Efficient and Reliable Digital Processing in-Memory Acceleration

(Presented by Minxuan Zhou, UCSD, on June 24th.)

Digital processing in-memory (PIM) is a promising technology that minimizes data movement overhead while enabling an extremely high degree of parallelism. These characteristics provide a great opportunity for accelerating emerging big-data applications.  Such optimization requires that both software and hardware be considered in order to get an efficient and reliable solution. In this talk we first illustrate our software-hardware co-design methodology for digital PIM by using an example of graph processing workloads. We next introduce several new PIM-specific methods that improve the reliability of the system by efficiently managing its thermal issues.   Our results show that it is possible to get orders of magnitude improvement in speed over the state of the art graph processing algorithms, while ensuring thermal and reliability constraints are met.

Tuesday, June 9, 2020

AI-PiM – PiM accelerators for AI applications for RISC-V



(Vaibhav Varma, UVA, presenting on Wed. 6/17/2020)
Artificial intelligence (AI) and machine learning (ML) have emerged as the fastest growing workloads in the last few years ranging from applications like object detection and face recognition to self-driving smart cars. This rise in AI applications combined with IoT infrastructure is leading to a new paradigm of Artificial Intelligence of Things (AIoT) where IoT edge devices are augmented with AI/ML capabilities to enable smart sensing applications. This has fuelled an increased interest towards integrating AI accelerators in edge devices and Processing-in-Memory (PiM) accelerators are prime candidates for this integration.
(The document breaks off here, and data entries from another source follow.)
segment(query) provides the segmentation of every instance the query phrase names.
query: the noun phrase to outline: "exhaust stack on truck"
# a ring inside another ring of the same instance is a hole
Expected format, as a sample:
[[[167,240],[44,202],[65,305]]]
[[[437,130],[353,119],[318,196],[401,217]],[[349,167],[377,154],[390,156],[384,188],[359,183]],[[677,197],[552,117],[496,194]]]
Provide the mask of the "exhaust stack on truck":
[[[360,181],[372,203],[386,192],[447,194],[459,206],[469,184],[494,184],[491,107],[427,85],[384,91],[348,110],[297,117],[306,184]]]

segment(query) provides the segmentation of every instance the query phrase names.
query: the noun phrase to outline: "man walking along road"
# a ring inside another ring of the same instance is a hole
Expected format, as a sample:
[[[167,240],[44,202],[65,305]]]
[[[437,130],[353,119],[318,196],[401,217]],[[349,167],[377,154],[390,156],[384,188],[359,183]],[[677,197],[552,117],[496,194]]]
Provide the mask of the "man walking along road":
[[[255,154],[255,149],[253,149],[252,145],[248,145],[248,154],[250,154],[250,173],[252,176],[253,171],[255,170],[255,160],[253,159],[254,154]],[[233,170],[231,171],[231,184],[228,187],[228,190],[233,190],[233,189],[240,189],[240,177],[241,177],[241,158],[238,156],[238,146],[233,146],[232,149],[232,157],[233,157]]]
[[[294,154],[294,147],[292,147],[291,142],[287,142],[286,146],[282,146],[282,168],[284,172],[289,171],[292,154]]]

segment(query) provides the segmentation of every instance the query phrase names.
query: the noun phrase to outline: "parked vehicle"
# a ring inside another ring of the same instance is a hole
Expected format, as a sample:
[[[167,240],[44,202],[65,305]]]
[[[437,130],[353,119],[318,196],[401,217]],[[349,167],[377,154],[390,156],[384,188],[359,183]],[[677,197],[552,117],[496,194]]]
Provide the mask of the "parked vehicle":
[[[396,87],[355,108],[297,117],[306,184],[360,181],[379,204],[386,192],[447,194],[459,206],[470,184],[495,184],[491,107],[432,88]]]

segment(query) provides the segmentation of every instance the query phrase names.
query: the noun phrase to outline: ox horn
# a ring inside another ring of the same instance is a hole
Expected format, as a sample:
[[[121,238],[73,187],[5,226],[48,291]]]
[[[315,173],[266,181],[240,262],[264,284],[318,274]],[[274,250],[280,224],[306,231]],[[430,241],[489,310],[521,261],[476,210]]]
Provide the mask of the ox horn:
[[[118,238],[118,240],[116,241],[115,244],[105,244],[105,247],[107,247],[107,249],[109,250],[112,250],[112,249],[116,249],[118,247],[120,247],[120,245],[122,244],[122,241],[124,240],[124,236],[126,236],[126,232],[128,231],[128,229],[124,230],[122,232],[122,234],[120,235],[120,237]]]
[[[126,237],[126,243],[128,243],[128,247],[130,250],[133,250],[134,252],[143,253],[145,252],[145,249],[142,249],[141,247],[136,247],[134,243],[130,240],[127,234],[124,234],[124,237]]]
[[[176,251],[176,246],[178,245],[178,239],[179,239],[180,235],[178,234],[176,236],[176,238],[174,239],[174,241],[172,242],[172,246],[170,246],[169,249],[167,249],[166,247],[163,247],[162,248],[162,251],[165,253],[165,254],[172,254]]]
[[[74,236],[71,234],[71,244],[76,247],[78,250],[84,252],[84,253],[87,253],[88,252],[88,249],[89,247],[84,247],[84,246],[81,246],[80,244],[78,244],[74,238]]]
PiM accelerators promise improved performance and power characteristics by breaking the memory wall but they are notoriously difficult to program which resists their integration in the traditional computing stack. In this talk, we present AI-PiM as a solution to this problem. AI-PiM is a hardware/software codesign methodology which helps with efficient integration of PiM accelerators in the RISC-V processor pipeline as functional units. Along with hardware integration, AI-PiM also focusses on RISC-V ISA extensions which target the PiM functional units directly, resulting in a tight integration of PiM accelerators with the processor.